Streamlining IT Service with Self-Service
Using TeamDynamix, the city of Buffalo, N.Y.’s Department of Management Information Systems is streamlining the delivery of IT service for 2,100 city employees. As employees receive faster IT service, they’re able to serve Buffalo’s 250,000-plus residents more effectively.
Using TeamDynamix ITSM, the city has enhanced the delivery of IT service in many ways, most importantly through the creation of a self-service portal and knowledge base.
Self-service can help reduce the amount of time IT staff spend fielding calls, answering questions and routing requests—enabling them to focus on more strategic work.
“Creating an employee self-service portal was a pivotal step in streamlining IT service for the city,” says System Support Analyst Nathan Ignatz.
Powered by TeamDynamix, the portal allows city employees to find answers to their IT questions online. This provides instant gratification for employees and eliminates the need for further assistance in many cases.
If employees can’t resolve their own IT issues, they can submit a service request through the portal by choosing from an online service catalog. Their request is then routed automatically to an appropriate IT staff member for a response, based on the nature of the problem or request.
Aided by the dynamic workflows built into the TeamDynamix platform, a small team of IT staff members create and maintain knowledge base articles for the city, ensuring that this information always remains relevant and up to date.
“Before the service portal existed, employees would call or email the help desk to ask questions or request service,” Ignatz says. This tied up IT staff time in fielding questions, creating service tickets, and getting them into the hands of the correct team members. Having employees enter service requests directly through the portal ensures a faster resolution to their issue and frees up IT staff to work on other tasks instead.
“It allows us to provide service quicker,” Ignatz observes.
Building a robust knowledge base and enhanced portal has also been a goal for the city of Madison.
“Our client portal will really open up the gateway to all city staff to be able to request IT services and also access the self-service portion of our portal,” Ferguson said. “It’s really going to be a game changer for us because it will be consolidating all of the different places people used to go for resources.” With this key pillar in place, the team can further build out the knowledge base to expedite self-service resolution.
The IT customer portal has been a big project for the city of Madison’s IT team. Not only will it consolidate all of the different resource areas currently in use, but it will house two knowledge bases. The first is an internal IT knowledge base that will serve as a place for IT staff to quickly locate information and answers as needed to address tickets and requests.

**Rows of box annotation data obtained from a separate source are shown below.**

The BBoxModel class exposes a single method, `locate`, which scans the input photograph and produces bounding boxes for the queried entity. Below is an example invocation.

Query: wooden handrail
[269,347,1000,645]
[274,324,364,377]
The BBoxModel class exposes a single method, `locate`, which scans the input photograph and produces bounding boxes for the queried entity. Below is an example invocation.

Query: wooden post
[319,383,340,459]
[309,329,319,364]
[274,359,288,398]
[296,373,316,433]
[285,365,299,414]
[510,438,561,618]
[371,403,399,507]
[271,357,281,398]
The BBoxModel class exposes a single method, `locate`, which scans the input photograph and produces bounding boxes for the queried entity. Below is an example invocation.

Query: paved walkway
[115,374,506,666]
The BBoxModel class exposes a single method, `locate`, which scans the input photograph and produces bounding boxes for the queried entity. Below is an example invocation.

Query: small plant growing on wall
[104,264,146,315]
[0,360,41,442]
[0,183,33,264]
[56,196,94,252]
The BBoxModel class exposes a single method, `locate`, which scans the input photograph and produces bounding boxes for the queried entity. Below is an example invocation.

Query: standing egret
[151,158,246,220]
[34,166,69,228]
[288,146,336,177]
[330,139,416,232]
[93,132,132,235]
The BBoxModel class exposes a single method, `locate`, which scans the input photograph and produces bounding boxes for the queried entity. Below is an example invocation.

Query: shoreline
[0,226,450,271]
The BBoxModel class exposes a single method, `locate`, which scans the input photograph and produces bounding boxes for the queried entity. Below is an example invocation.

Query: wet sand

The second knowledge base will be geared towards self-service for staff and citizens who want to locate answers themselves. “This will allow us to attach articles to tickets and teach people along the way how to find the answers they need. This will really empower our customers with resources and knowledge,” Ferguson said.
And ultimately, this improved self-service experience will help the city IT team lower ticket volumes.
“We are seeing the same resource constraints other cities are,” she said. “We are understaffed at times and need to focus on higher-value implementations. So, anything we can do to empower our users to find the resources they need for self-service is a must for us.”